Alexander shook his head and slowly closed the slain soldier’s eyes as Sir Forrest and Isa reached them. Isa was panting, praying, her skin as bloodless as Vernon’s. She fingered a stone hanging from a leather strap at her throat and leaned heavily against the battlements. “As I saw,” she said without an ounce of satisfaction.
Alexander straightened. “If you saw this, then who did it?” he demanded, his voice shaking with rage.
“I know not.”
“And yet you envisioned the death?” His dark eyes flashed in the night.
“I saw him fall, I saw the face of Arawn and later the White Lady.”
“Images of death,” Morwenna explained.
Alexander turned his fury on Forrest. “Sound the alarm! Wake all the sentries! Have all the gates checked so that no one escapes and place double guards at every entrance to the keep. Have the garrison check every nook and cranny of this castle for a murderer.”

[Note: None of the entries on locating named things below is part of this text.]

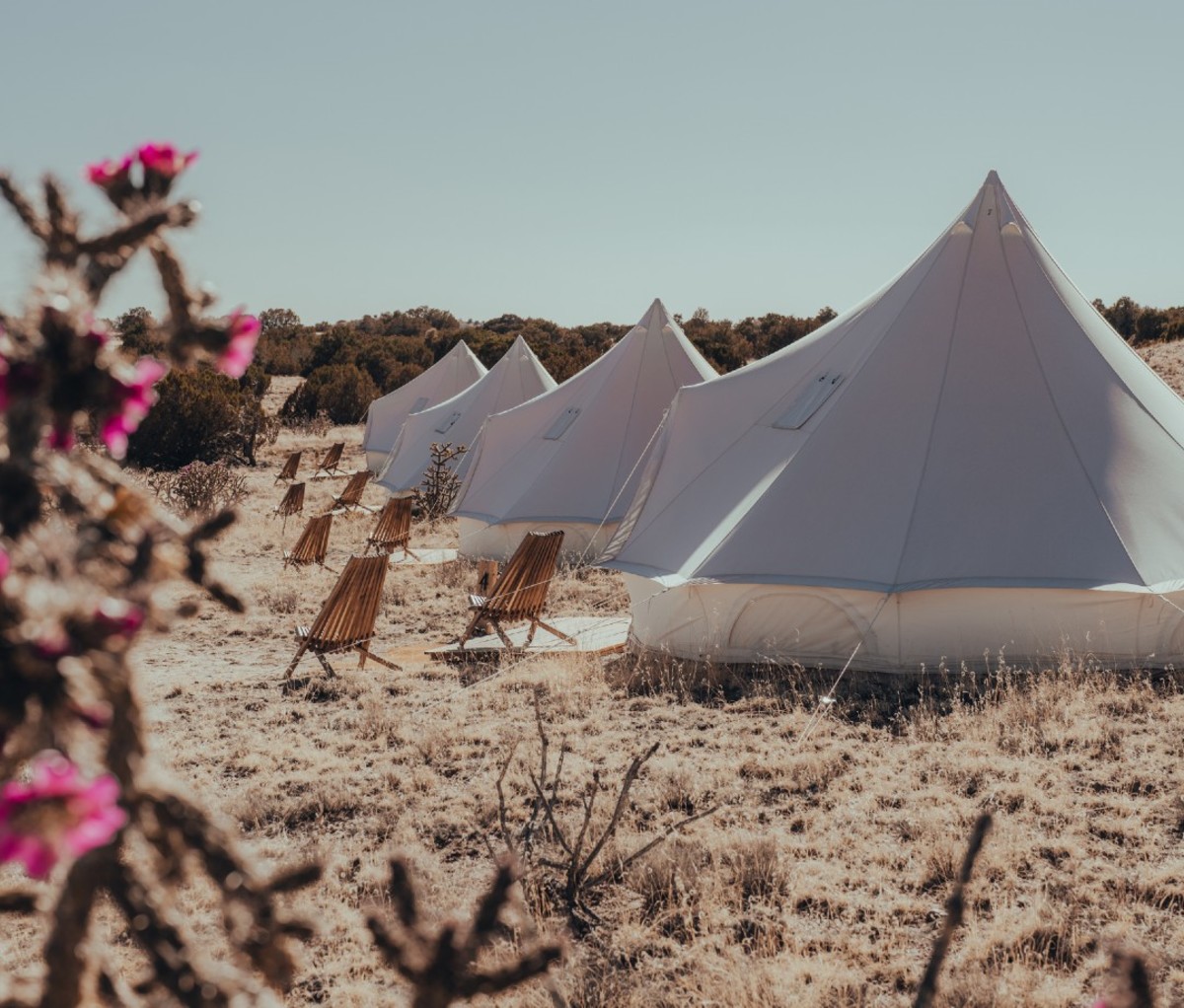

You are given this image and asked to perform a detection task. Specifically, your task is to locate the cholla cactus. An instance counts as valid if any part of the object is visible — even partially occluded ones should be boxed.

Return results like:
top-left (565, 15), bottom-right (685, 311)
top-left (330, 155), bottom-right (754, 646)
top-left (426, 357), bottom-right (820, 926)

top-left (410, 443), bottom-right (468, 522)
top-left (0, 143), bottom-right (320, 1008)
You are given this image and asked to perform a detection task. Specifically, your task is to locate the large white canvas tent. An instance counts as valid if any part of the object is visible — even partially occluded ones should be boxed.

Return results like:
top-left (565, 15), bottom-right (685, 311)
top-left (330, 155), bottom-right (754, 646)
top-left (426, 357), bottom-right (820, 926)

top-left (378, 336), bottom-right (555, 494)
top-left (454, 301), bottom-right (715, 567)
top-left (362, 339), bottom-right (485, 473)
top-left (602, 172), bottom-right (1184, 670)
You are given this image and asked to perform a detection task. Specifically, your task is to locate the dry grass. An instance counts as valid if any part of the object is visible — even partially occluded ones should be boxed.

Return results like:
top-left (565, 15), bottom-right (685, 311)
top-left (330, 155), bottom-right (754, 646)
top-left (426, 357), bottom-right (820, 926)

top-left (0, 374), bottom-right (1184, 1008)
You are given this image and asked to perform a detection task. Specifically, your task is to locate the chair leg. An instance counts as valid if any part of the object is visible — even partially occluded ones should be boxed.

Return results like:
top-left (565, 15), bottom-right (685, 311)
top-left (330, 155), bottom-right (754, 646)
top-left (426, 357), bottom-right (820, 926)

top-left (355, 644), bottom-right (403, 672)
top-left (284, 641), bottom-right (308, 682)
top-left (461, 610), bottom-right (481, 651)
top-left (489, 616), bottom-right (514, 651)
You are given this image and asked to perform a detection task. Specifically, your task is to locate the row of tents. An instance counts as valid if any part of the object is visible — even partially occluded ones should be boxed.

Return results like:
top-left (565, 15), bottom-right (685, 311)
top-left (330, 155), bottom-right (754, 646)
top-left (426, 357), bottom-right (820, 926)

top-left (366, 172), bottom-right (1184, 670)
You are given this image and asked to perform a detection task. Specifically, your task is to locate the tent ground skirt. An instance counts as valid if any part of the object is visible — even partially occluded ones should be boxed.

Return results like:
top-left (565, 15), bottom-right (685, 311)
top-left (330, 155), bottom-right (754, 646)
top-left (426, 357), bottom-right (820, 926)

top-left (626, 575), bottom-right (1184, 672)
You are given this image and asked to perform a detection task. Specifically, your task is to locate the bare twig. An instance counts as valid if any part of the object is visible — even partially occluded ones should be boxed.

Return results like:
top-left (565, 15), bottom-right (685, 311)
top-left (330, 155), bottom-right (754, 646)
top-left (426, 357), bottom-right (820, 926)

top-left (913, 813), bottom-right (991, 1008)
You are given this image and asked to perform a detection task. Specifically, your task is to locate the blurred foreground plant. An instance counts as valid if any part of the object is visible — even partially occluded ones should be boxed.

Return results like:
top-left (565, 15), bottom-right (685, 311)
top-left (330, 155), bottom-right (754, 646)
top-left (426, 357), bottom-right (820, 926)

top-left (0, 143), bottom-right (320, 1007)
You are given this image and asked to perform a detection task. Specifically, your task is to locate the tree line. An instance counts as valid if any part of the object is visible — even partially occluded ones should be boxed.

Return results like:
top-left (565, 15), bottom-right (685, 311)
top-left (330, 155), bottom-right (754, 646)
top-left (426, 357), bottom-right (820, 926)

top-left (112, 296), bottom-right (1184, 433)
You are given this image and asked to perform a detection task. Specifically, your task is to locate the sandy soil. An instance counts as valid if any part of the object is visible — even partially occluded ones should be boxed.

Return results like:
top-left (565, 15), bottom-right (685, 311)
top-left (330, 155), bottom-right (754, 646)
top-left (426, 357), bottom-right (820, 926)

top-left (7, 369), bottom-right (1184, 1008)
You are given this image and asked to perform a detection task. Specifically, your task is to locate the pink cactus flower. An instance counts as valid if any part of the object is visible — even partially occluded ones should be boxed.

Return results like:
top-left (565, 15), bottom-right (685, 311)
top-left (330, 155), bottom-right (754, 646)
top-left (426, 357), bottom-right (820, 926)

top-left (87, 320), bottom-right (111, 346)
top-left (95, 599), bottom-right (144, 638)
top-left (0, 751), bottom-right (128, 879)
top-left (136, 143), bottom-right (197, 179)
top-left (218, 308), bottom-right (259, 378)
top-left (100, 357), bottom-right (167, 459)
top-left (48, 416), bottom-right (73, 452)
top-left (87, 154), bottom-right (135, 189)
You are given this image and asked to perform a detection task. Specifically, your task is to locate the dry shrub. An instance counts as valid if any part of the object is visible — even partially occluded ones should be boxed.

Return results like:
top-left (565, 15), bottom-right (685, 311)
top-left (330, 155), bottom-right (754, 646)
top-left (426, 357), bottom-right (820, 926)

top-left (149, 462), bottom-right (248, 515)
top-left (259, 588), bottom-right (300, 616)
top-left (276, 409), bottom-right (333, 438)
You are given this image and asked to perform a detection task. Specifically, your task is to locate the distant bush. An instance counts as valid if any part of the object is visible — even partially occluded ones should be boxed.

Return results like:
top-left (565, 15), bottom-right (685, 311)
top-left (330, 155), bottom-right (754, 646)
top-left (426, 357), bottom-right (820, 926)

top-left (274, 410), bottom-right (333, 438)
top-left (148, 462), bottom-right (247, 515)
top-left (279, 364), bottom-right (379, 423)
top-left (128, 367), bottom-right (274, 469)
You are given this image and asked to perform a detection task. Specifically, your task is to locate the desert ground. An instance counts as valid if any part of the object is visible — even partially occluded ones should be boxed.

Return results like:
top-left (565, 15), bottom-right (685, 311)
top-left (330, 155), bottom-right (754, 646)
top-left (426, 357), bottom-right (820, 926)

top-left (7, 362), bottom-right (1184, 1008)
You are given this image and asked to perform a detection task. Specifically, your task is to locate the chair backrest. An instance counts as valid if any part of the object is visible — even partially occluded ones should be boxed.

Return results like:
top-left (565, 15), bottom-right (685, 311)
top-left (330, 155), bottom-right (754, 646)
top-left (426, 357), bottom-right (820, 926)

top-left (335, 468), bottom-right (374, 508)
top-left (277, 452), bottom-right (303, 479)
top-left (316, 441), bottom-right (345, 469)
top-left (481, 530), bottom-right (563, 620)
top-left (286, 515), bottom-right (333, 564)
top-left (276, 482), bottom-right (304, 515)
top-left (308, 556), bottom-right (387, 652)
top-left (369, 497), bottom-right (410, 552)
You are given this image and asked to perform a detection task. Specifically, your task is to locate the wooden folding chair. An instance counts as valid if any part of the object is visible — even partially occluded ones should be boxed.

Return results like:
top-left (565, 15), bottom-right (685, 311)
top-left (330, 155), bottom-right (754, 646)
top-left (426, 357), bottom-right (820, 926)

top-left (366, 497), bottom-right (419, 559)
top-left (313, 441), bottom-right (345, 479)
top-left (276, 452), bottom-right (304, 482)
top-left (284, 556), bottom-right (402, 682)
top-left (284, 515), bottom-right (333, 567)
top-left (330, 468), bottom-right (374, 512)
top-left (461, 532), bottom-right (575, 651)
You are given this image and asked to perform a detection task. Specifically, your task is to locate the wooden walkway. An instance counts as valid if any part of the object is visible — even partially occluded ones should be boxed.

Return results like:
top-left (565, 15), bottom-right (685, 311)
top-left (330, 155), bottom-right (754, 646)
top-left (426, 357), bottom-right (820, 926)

top-left (427, 616), bottom-right (629, 662)
top-left (391, 546), bottom-right (456, 567)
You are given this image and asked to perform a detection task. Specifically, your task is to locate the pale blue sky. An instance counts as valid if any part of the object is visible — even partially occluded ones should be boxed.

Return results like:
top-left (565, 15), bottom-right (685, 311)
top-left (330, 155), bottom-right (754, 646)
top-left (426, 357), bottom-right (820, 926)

top-left (0, 0), bottom-right (1184, 324)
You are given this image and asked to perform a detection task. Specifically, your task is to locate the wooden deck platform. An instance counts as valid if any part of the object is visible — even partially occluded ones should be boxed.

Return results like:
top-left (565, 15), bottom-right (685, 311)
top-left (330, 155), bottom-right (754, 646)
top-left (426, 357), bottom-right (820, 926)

top-left (427, 616), bottom-right (629, 662)
top-left (391, 546), bottom-right (457, 567)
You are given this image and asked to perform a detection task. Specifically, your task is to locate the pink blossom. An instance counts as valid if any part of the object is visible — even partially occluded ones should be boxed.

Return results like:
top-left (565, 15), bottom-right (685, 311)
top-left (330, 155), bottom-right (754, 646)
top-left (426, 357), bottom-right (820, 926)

top-left (95, 599), bottom-right (144, 638)
top-left (136, 143), bottom-right (197, 179)
top-left (100, 357), bottom-right (167, 459)
top-left (218, 308), bottom-right (259, 378)
top-left (87, 320), bottom-right (111, 346)
top-left (0, 751), bottom-right (128, 879)
top-left (48, 416), bottom-right (73, 452)
top-left (87, 154), bottom-right (135, 189)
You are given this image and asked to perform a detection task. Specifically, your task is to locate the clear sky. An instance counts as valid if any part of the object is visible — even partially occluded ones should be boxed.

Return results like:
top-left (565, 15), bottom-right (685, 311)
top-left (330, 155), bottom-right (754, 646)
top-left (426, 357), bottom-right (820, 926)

top-left (0, 0), bottom-right (1184, 324)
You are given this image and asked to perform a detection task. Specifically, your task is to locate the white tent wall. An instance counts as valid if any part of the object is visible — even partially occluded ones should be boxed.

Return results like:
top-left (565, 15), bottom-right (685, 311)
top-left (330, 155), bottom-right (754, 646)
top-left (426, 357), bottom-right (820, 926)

top-left (362, 339), bottom-right (485, 473)
top-left (378, 336), bottom-right (556, 496)
top-left (626, 575), bottom-right (1184, 672)
top-left (603, 173), bottom-right (1184, 668)
top-left (454, 301), bottom-right (715, 567)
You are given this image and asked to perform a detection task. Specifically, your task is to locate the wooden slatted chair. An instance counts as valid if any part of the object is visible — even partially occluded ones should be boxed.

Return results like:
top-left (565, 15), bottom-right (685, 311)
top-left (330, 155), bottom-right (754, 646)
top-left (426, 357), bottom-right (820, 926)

top-left (284, 515), bottom-right (333, 567)
top-left (366, 497), bottom-right (419, 559)
top-left (366, 497), bottom-right (419, 559)
top-left (284, 556), bottom-right (402, 682)
top-left (461, 532), bottom-right (575, 651)
top-left (276, 452), bottom-right (304, 482)
top-left (313, 441), bottom-right (345, 479)
top-left (330, 468), bottom-right (374, 512)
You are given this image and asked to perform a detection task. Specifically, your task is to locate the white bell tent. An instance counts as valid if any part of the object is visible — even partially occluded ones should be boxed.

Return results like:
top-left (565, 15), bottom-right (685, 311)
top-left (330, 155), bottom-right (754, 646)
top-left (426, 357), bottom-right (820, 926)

top-left (378, 336), bottom-right (555, 496)
top-left (454, 301), bottom-right (715, 567)
top-left (600, 172), bottom-right (1184, 670)
top-left (362, 339), bottom-right (485, 473)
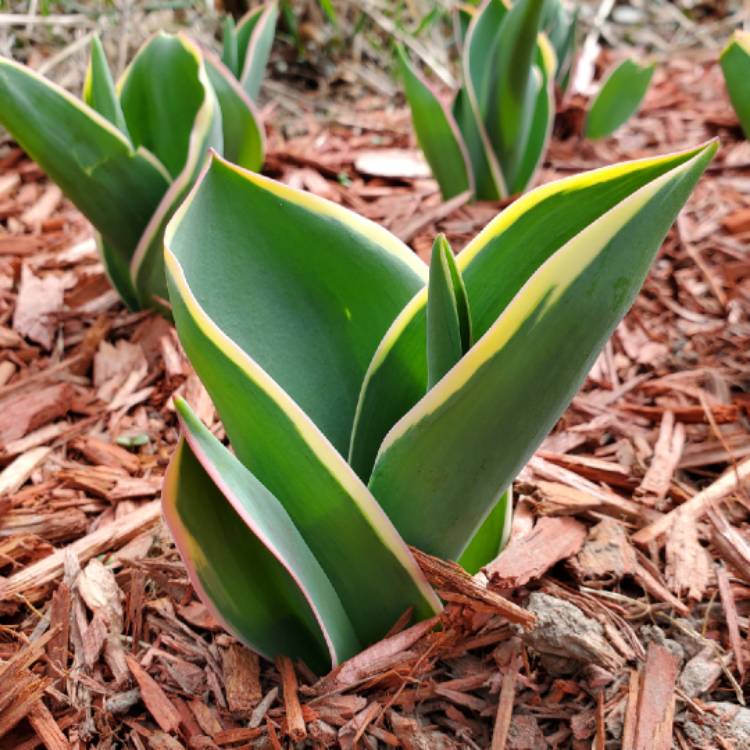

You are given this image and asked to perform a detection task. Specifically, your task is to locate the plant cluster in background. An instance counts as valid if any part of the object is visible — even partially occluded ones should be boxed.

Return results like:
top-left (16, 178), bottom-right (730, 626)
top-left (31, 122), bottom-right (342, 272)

top-left (163, 144), bottom-right (716, 670)
top-left (719, 31), bottom-right (750, 138)
top-left (0, 4), bottom-right (277, 311)
top-left (397, 0), bottom-right (654, 200)
top-left (398, 0), bottom-right (556, 200)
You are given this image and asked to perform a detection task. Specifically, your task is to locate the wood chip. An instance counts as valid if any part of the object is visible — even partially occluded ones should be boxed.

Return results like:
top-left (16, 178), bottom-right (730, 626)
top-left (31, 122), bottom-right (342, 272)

top-left (0, 383), bottom-right (74, 447)
top-left (13, 266), bottom-right (65, 349)
top-left (125, 655), bottom-right (180, 732)
top-left (636, 411), bottom-right (685, 510)
top-left (484, 517), bottom-right (586, 589)
top-left (276, 656), bottom-right (307, 743)
top-left (633, 458), bottom-right (750, 544)
top-left (0, 447), bottom-right (52, 496)
top-left (633, 643), bottom-right (677, 750)
top-left (0, 501), bottom-right (161, 602)
top-left (221, 643), bottom-right (263, 717)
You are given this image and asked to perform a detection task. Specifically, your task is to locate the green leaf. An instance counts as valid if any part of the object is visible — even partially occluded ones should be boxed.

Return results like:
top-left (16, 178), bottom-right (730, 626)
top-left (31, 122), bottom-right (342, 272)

top-left (427, 234), bottom-right (470, 388)
top-left (586, 60), bottom-right (655, 138)
top-left (130, 37), bottom-right (223, 316)
top-left (83, 34), bottom-right (130, 138)
top-left (320, 0), bottom-right (338, 26)
top-left (396, 45), bottom-right (472, 199)
top-left (452, 87), bottom-right (505, 201)
top-left (542, 0), bottom-right (580, 92)
top-left (486, 0), bottom-right (545, 192)
top-left (719, 31), bottom-right (750, 138)
top-left (237, 0), bottom-right (279, 101)
top-left (509, 34), bottom-right (555, 193)
top-left (458, 488), bottom-right (513, 575)
top-left (117, 32), bottom-right (212, 177)
top-left (349, 144), bottom-right (712, 481)
top-left (453, 0), bottom-right (508, 200)
top-left (453, 5), bottom-right (476, 54)
top-left (369, 143), bottom-right (716, 559)
top-left (347, 296), bottom-right (427, 482)
top-left (163, 400), bottom-right (361, 673)
top-left (221, 15), bottom-right (240, 78)
top-left (0, 58), bottom-right (169, 304)
top-left (165, 157), bottom-right (439, 643)
top-left (203, 51), bottom-right (265, 171)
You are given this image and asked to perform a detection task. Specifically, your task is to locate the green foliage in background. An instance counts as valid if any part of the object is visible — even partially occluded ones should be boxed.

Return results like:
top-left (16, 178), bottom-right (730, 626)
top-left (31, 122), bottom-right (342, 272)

top-left (0, 10), bottom-right (276, 312)
top-left (720, 31), bottom-right (750, 138)
top-left (163, 144), bottom-right (716, 671)
top-left (398, 0), bottom-right (556, 200)
top-left (585, 60), bottom-right (655, 139)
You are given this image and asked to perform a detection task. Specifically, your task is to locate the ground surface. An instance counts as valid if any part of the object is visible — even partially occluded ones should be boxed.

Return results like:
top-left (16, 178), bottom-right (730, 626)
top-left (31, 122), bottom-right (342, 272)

top-left (0, 23), bottom-right (750, 750)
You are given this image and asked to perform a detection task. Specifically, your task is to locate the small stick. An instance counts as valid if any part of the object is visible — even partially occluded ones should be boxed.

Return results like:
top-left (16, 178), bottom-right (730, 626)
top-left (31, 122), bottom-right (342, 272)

top-left (490, 651), bottom-right (518, 750)
top-left (276, 656), bottom-right (307, 743)
top-left (633, 458), bottom-right (750, 544)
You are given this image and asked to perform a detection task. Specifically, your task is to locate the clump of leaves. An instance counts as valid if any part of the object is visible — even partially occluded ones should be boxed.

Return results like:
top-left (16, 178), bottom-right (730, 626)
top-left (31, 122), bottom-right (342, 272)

top-left (398, 0), bottom-right (556, 200)
top-left (0, 16), bottom-right (273, 312)
top-left (163, 144), bottom-right (716, 670)
top-left (586, 59), bottom-right (656, 139)
top-left (720, 31), bottom-right (750, 138)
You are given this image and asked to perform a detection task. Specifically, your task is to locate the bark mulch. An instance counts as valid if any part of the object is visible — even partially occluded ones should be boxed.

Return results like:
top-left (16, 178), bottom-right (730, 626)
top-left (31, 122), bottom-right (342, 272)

top-left (0, 50), bottom-right (750, 750)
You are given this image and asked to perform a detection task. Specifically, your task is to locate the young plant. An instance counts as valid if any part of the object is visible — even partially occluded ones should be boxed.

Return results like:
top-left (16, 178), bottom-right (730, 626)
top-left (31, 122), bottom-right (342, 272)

top-left (397, 0), bottom-right (555, 200)
top-left (720, 31), bottom-right (750, 138)
top-left (586, 60), bottom-right (655, 139)
top-left (221, 0), bottom-right (279, 101)
top-left (542, 0), bottom-right (579, 93)
top-left (0, 26), bottom-right (274, 312)
top-left (163, 144), bottom-right (716, 670)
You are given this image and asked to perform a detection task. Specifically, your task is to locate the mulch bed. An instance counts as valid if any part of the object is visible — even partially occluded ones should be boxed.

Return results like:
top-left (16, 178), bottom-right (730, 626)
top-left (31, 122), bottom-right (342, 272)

top-left (0, 50), bottom-right (750, 750)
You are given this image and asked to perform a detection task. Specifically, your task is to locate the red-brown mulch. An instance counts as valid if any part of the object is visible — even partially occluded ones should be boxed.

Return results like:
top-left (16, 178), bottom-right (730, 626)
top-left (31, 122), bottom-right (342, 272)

top-left (0, 54), bottom-right (750, 750)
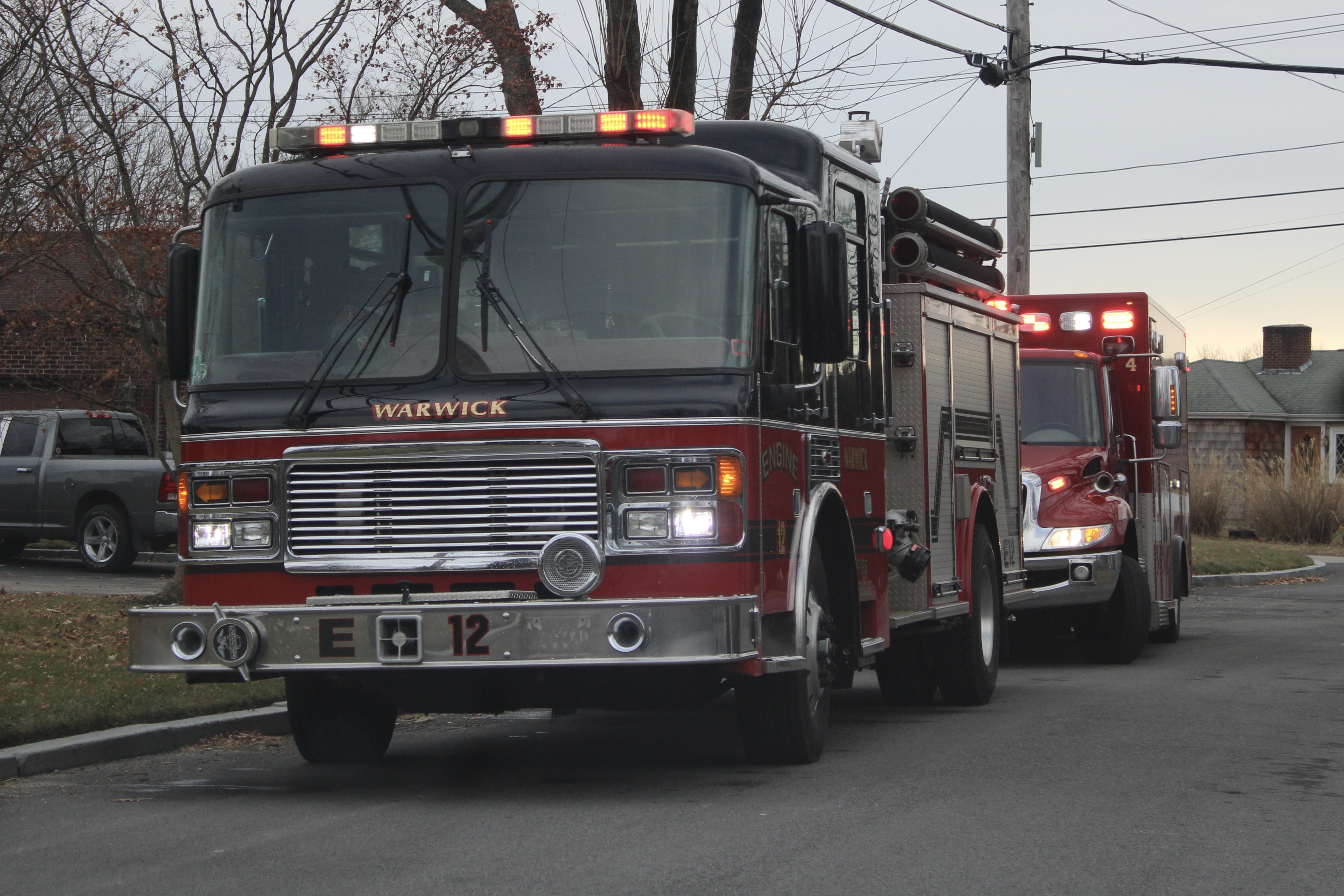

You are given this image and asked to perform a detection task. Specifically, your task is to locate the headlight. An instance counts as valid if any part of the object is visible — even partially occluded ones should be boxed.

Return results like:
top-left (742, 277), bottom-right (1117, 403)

top-left (625, 511), bottom-right (668, 539)
top-left (234, 520), bottom-right (270, 548)
top-left (191, 520), bottom-right (230, 551)
top-left (672, 508), bottom-right (714, 539)
top-left (1046, 524), bottom-right (1110, 549)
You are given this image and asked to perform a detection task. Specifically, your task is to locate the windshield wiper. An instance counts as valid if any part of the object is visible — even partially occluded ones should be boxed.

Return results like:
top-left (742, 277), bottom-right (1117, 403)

top-left (476, 223), bottom-right (597, 422)
top-left (387, 215), bottom-right (415, 348)
top-left (285, 276), bottom-right (397, 430)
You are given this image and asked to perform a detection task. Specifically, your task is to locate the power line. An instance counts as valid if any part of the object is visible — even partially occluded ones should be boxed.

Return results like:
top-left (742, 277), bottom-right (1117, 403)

top-left (1183, 243), bottom-right (1344, 317)
top-left (927, 140), bottom-right (1344, 189)
top-left (973, 184), bottom-right (1344, 220)
top-left (1031, 220), bottom-right (1344, 253)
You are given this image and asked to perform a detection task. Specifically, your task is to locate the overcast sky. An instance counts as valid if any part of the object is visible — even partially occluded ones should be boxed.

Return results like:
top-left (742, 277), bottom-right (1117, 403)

top-left (505, 0), bottom-right (1344, 356)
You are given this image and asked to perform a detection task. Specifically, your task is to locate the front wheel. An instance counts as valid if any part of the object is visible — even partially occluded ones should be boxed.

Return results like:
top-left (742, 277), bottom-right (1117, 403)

top-left (75, 504), bottom-right (136, 572)
top-left (934, 524), bottom-right (1003, 707)
top-left (734, 547), bottom-right (832, 764)
top-left (285, 676), bottom-right (397, 764)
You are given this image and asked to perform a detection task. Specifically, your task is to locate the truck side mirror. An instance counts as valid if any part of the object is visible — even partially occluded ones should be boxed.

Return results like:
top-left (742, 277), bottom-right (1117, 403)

top-left (1153, 367), bottom-right (1181, 420)
top-left (798, 220), bottom-right (850, 364)
top-left (164, 243), bottom-right (200, 380)
top-left (1153, 420), bottom-right (1180, 449)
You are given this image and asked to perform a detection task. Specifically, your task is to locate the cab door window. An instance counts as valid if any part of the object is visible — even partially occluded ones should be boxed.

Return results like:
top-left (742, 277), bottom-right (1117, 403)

top-left (766, 211), bottom-right (798, 345)
top-left (835, 185), bottom-right (868, 360)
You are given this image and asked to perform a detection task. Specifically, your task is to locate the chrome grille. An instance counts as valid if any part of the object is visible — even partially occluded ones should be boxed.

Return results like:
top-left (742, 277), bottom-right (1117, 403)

top-left (285, 455), bottom-right (598, 557)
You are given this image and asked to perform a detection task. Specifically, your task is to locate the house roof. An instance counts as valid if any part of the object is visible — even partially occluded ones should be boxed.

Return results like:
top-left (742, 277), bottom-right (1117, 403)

top-left (1187, 351), bottom-right (1344, 419)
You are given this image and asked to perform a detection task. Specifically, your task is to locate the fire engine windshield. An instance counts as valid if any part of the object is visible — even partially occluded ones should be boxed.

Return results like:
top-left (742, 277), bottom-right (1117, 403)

“And how will we recognize him?” Forrest asked. “Who is the cur?”
“Yes, how will we know him?” Alexander advanced upon Isa, who, trembling, was propped against a merlon. Isa’s pale eyes were glassy, her fingers rubbing the stone frantically, as if the mere act of kneading the smooth rock would remove the vision and turn back time.
Morwenna said, “She knows not; she said as much earlier.”
“But she could try to conjure up the vision again, could she not?”